Pat found she could get used to being unhappy…and then that she could even be happy again, between the spasms of unhappiness. Of course there were changes everywhere…little irritating changes which were perhaps harder to bear than some greater dislocation. For one thing, May’s friends gave her a “shower,” after which Silver Bush was cluttered up with gimcracks. Pat’s especial hatred was a dreadful onyx-topped table. May put it in the hall under the heirloom mirror. It was a desecration. And May’s new gay cushions, which made everything else seem faded, were scattered everywhere. But May did not get her own way when it came to moving furniture about. She learned that things were to be left as they were and that a large engraving of Landseer’s stag, framed in crimson plush and gilt a foot wide, was not going to be hung in the dining room. May, after
a scene, carried it off to her own room, where nobody interfered with her arrangements.
“I suppose your ladyship doesn’t object to that,” she remarked to Pat.
“Of course you can do as you like in your own room,” said Pat wearily.
Would this petty bickering go on forever? And that very afternoon May had broken the old Bristol-ware vase by stuffing a huge bouquet of ’mums into it. Of course it was cracked…always had been cracked. May said she didn’t hold with having cracked things around. She had her own room re-papered…blue roses on a bright pink ground. “So cheerful,” Mrs. Binnie said admiringly. “That gray paper in what they call the Pote’s room gives me the willies, May dearie.”

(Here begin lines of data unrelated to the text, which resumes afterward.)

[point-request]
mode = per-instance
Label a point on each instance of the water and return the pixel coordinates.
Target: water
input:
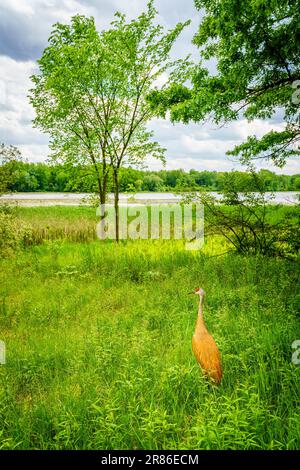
(66, 199)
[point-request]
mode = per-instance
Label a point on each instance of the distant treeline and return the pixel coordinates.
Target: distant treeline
(29, 177)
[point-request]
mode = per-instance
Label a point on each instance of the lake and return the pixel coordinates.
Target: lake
(73, 199)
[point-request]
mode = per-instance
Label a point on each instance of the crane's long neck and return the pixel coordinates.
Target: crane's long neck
(200, 325)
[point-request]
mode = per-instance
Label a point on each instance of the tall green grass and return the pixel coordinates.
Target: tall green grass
(98, 341)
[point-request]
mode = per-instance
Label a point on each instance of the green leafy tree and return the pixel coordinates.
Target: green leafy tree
(256, 47)
(10, 156)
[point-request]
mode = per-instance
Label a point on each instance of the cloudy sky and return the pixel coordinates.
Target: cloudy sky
(25, 26)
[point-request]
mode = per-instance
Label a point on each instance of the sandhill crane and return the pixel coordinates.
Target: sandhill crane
(204, 346)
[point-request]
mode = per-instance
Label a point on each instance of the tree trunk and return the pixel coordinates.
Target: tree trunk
(116, 196)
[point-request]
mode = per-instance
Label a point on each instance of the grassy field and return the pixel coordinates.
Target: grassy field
(98, 342)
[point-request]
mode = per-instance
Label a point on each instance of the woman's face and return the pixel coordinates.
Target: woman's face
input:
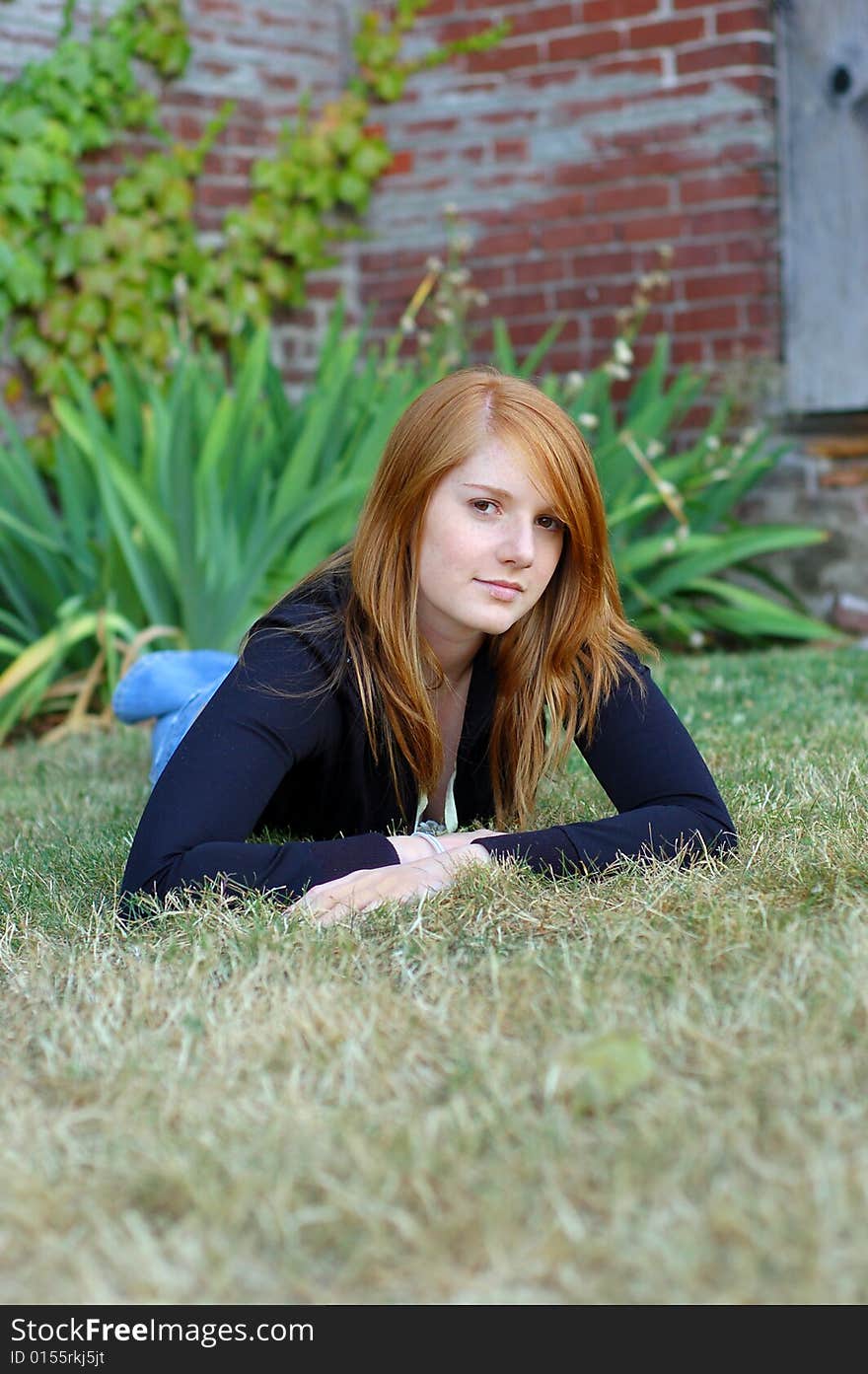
(486, 527)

May brought her dog with her, an animal known by the time-tested name of Rover. He killed the chickens, dug up Pat’s bulbs, chewed the clothes on the line…Tillytuck had a pitched battle with May because his best shirt was mangled…and chased the cats in his spare time. Eventually Just Dog gave him a drubbing which chastened him and Rae, in May’s absences, used to spank him so soundly with a stiff, folded newspaper that he learned manners after a sort. There were even times when Pat was afraid she was learning to like him. It was hard for Pat not to like a dog if he had any decency at all.
As Pat had foreseen Silver Bush was overrun with the Binnie tribe. May’s brothers flicked cigarette ashes all over the house. Her sisters and cousins came in what Judy called “droves,” filled the house with shrieks, and listened behind doors. Judy caught them at it. And they were always more or less offended no matter how they were treated. If you were nice to them you were patronizing them; if you left them alone you were snubbing them. Olive would bring her whole family.